Another technique used extensively by Hawkins is to prolong the leading tone by
repeating the notes around it, as in ‘Don’t Blame Me’ 2A3/5 (see example 3.13).
The use of the tritone substitution, for which Hawkins is famous,9 is in evidence
throughout the four improvisations observed in their entirety in this thesis (see complete
transcriptions in Appendix IV): ‘Don’t Blame Me’ (1A2/7/4, 1A3/8/4, 1B/8/3-4, 1A3/7/4,
2A1/7/4, 2A1/8/3-4); ‘You Go to My Head’ (1A1/6/4, 1A1/8/4, 1B/8/4, 1C/8/2-3); ‘I
Can’t Get Started’ (1A1/6/4, 1A2/6/3-4, 1A3/6/3-4); and ‘Just One More Chance’
(1A1/8/3-4, 1B/1/4, 1B/8/3-4, 2B/1/4, 2B/8/3-4).

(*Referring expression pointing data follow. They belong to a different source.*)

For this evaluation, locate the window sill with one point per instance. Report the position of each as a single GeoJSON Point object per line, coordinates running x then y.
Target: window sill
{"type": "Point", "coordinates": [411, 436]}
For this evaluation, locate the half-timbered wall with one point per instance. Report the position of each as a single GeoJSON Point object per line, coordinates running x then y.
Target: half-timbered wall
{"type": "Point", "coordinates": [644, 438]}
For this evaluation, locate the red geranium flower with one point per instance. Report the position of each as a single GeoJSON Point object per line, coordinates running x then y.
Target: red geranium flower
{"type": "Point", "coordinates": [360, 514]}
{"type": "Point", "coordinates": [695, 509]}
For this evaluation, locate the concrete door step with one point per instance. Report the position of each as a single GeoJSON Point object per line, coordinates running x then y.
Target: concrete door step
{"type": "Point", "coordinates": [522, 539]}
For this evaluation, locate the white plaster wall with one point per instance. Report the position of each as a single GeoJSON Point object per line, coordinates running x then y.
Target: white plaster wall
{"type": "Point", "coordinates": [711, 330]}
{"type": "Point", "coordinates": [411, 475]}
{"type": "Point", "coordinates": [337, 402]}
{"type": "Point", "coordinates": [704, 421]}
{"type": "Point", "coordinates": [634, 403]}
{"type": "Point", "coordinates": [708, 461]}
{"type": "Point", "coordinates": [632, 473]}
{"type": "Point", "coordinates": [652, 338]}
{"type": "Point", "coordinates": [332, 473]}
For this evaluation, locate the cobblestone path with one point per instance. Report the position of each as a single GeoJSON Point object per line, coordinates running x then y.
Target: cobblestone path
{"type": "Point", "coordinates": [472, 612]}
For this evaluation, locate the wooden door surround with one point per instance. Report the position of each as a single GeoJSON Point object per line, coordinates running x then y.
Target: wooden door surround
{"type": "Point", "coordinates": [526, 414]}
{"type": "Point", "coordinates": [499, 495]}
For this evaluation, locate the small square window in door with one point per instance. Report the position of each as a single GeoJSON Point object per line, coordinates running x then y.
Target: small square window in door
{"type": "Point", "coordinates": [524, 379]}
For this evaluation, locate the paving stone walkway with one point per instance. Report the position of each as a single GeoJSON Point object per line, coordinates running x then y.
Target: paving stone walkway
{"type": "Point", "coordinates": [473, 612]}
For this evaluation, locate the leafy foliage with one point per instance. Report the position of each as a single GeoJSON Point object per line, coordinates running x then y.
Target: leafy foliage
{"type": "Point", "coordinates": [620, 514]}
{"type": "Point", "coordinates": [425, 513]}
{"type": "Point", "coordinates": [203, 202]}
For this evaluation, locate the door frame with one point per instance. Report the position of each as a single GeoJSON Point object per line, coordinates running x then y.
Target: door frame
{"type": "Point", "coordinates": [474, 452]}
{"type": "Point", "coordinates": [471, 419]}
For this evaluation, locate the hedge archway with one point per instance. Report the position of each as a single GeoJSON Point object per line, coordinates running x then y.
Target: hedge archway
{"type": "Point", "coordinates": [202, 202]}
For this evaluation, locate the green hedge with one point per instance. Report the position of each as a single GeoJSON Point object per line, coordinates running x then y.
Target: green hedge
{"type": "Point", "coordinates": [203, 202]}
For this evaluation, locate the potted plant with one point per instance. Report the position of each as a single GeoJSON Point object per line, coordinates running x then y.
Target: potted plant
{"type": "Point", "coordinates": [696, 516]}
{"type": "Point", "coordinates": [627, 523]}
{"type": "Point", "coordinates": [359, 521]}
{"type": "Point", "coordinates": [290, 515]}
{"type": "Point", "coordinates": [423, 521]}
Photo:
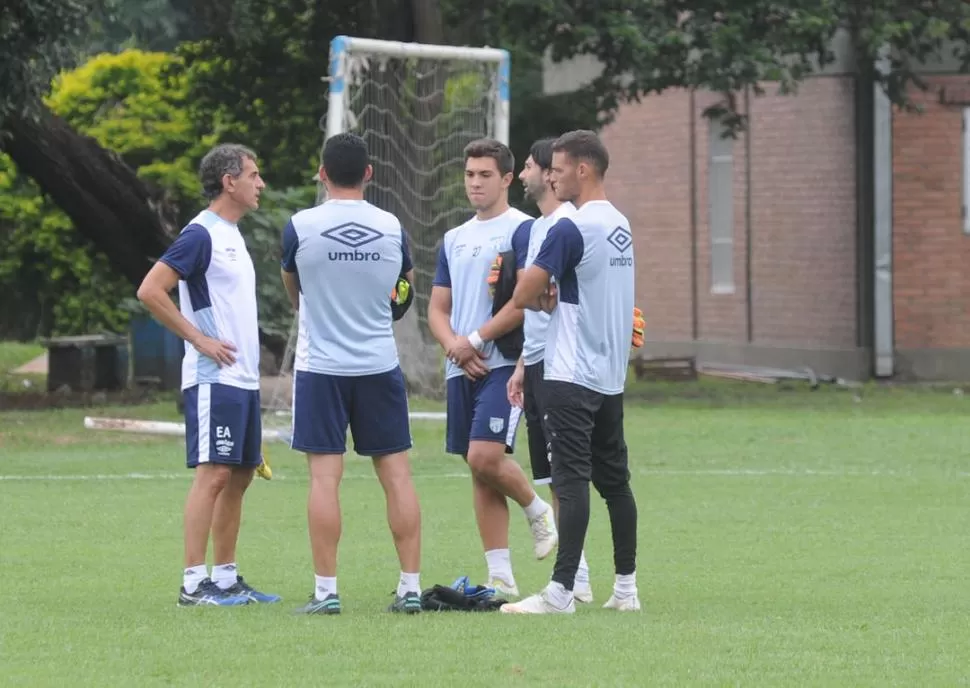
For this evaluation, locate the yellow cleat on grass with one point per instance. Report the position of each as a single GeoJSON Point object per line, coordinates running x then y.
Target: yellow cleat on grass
{"type": "Point", "coordinates": [263, 470]}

As a rule of thumb, when Hawkins uses
the tritone in one point of an A section, he uses it again, varied, in the same point of
subsequent A sections, applying Cyclical Development.
Hawkins often plays accented dissonances, be they diatonic passing tones or
chromatic notes belonging to the tritone or some other harmonic substitution.
Another distinguishing marker of Hawkins’s praxis is the delaying of resolutions,
typically of V into I, as in ‘Don’t Blame Me’ 1A1/8 into 1A2/1 (see example 5.2); more
rarely, resolutions are anticipated, as in ‘I Can’t Get Started’ 1A2/6/4 and 1A3/6/4 (see
examples 3.18 and 3.19).
Phil Schaap points out that ‘to be able to play anything at any volume’ was important
to Hawkins.10 On the basis of the findings presented in Chapter 3, we can add that it was
also important to Hawkins to be able to play phrases in the band’s 4/4 metre and in a
superimposed 6/4. Furthermore, as is well-known, Hawkins enjoyed the challenge of
playing in difficult keys.11 His example shows that, when practising, the same musical
phrase can be approached in all these different manners: from pianissimo to fortissimo, in
all twelve keys (in minor and in major), and in various metres (simple 4/4, compound 4/4
or 12/8, superimposed simple 6/4). In short, we should strive ‘to be able to play anything
at any volume’, in any key, and in any metre.

9
See DeVeaux 1997, 104-105.
10
Email to author, 6 February 2021. See full quote at the end of §7.5.
11
See Chilton 1990, 103 and 185.

294
APPENDIX II: DIMINISHED 7th CHORD

How to conceptualise the diminished 7th chord is a disputed aspect of jazz


performance practice. The treatment of the #IV diminished 7th chord in Hawkins’s
recording of ‘You Go to My Head’ at 1B/21 provides an opportunity to discuss this
question (example APP.1, or first system in example 7.6).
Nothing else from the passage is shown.